Vor Antritt eines neuen Jobs zu schauen, wie viel Netto vom Brutto übrig bleibt, ist wichtig. Dann weißt Du ungefähr, mit wie viel Geld Du im Monat planen kannst. Es gibt weitere Anlässe, um einen Brutto-Netto-Rechner zu nutzen:

  • Du wechselst den Job und kennst bislang nur Dein vertraglich zugesichertes Bruttogehalt.
  • Es gibt gesetzliche Änderungen: Beiträge in der Sozialversicherung oder der Steuertarif ändern sich.
  • Du wählst eine andere Krankenkasse und zahlst einen niedrigeren Zusatzbeitrag als zuvor.
  • Du wechselst von der gesetzlichen in die private Krankenversicherung.
  • Du darfst Dich über eine Gehaltserhöhung freuen. 
  • Wenn Du einen Dienstwagen oder andere zusätzliche geldwerte Vorteile erhältst, musst Du Abgaben darauf zahlen.
  • Bei Dir persönlich hat sich etwas geändert, beispielsweise weil Du geheiratet hast, Deine Familie Nachwuchs bekommt, Du in ein anderes Bundesland umgezogen oder aus der Kirche ausgetreten bist.

Welche Steuerrechner gibt es?

Das Bundesfinanzministerium (BMF) bietet eine kostenlose Online-Einkommensteuerberechnung für die Jahre 1958 bis heute an. Allerdings muss man bei diesem Rechner das zu versteuernde Einkommen eintragen. In der Regel kannst Du dieses nicht selbst genau ermitteln. Zu kompliziert ist die Berechnung, wenn Du viele steuerlich abzugsfähige Positionen hast.

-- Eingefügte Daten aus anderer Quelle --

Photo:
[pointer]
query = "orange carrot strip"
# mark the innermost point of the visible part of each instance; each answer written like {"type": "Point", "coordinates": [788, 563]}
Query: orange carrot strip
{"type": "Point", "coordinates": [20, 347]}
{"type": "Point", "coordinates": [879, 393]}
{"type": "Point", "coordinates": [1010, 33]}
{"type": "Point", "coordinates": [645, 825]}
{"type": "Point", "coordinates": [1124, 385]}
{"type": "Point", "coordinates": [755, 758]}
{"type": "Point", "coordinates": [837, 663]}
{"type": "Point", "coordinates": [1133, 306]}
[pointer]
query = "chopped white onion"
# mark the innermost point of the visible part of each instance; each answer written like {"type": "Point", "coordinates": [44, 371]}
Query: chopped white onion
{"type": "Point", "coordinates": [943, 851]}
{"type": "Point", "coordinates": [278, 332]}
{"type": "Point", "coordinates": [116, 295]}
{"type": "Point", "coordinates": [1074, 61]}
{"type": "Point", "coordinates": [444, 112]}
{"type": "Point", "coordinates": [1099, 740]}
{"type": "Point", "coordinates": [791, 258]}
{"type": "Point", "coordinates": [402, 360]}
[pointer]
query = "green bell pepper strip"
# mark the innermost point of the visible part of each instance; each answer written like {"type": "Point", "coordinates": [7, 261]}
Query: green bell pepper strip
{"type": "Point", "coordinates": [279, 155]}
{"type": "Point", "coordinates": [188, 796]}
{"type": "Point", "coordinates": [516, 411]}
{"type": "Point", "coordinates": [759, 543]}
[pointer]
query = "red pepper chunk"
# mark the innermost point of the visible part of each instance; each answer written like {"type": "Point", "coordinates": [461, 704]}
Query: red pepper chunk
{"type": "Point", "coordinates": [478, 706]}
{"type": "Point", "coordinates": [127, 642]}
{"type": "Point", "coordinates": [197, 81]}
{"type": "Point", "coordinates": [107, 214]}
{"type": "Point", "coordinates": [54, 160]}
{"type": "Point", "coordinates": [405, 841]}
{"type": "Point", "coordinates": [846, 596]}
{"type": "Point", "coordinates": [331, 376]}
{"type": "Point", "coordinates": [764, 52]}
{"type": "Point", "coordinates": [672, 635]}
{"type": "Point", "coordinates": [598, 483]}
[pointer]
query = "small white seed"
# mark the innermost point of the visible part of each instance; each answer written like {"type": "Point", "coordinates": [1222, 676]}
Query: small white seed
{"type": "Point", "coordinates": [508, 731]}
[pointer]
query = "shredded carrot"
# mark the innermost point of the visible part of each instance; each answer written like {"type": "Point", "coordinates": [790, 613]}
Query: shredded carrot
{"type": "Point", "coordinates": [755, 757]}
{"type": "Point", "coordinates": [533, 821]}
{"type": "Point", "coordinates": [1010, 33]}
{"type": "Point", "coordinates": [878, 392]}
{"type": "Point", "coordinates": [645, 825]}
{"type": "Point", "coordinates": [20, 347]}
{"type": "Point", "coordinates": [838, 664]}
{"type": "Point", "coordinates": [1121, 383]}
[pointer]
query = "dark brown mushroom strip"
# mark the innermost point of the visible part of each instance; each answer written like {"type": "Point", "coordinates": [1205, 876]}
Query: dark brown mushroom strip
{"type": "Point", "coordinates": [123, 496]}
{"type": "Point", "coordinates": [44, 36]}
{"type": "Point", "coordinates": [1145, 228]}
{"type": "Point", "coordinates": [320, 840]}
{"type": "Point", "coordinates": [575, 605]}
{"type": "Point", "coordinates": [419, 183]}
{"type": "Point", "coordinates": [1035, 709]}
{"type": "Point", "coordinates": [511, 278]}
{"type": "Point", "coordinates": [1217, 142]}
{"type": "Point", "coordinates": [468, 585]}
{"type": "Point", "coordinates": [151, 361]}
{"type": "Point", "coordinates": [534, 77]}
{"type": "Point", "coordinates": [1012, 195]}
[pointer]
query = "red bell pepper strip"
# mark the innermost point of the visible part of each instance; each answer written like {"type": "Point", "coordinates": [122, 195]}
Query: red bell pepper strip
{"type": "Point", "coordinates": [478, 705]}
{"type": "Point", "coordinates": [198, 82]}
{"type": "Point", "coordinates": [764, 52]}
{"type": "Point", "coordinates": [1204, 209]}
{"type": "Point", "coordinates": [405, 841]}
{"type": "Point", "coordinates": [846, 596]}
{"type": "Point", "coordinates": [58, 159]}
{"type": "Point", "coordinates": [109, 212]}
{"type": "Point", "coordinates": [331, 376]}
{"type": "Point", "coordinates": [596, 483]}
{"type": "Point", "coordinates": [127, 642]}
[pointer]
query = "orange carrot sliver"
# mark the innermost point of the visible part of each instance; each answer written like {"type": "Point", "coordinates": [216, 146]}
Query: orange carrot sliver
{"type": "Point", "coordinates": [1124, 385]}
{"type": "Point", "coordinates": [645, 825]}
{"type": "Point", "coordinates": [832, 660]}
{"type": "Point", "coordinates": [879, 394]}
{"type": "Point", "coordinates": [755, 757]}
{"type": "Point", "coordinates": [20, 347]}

Recht hilfreich kann der kostenlose Online-Lohnsteuerrechner des Finanzministeriums sein. Damit kannst Du Deine monatlichen steuerlichen Abzüge berechnen, nicht aber die Sozialabgaben.

Im Internet findest Du eine Reihe an weiteren kostenlosen Brutto-Netto-Rechnern, zum Beispiel von brutto-netto-rechner.info, Handelsblatt, Spiegel und Focus Online.

Für die Berechnung der Abgaben bei einem Minijob gibt es eigene Rechner. Bei einer geringfügigen Beschäftigung mit einem Monatslohn bis zu 450 Euro (Minijob) fallen pauschale Abgaben an. Beschäftigt ein privater Haushalt eine Haushaltshilfe und rechnet diese über das Haushaltsscheckverfahren der Minijob-Zentrale ab, gelten geringere Pauschalen. In der Regel übernimmt der Arbeitgeber die Pauschalabgaben.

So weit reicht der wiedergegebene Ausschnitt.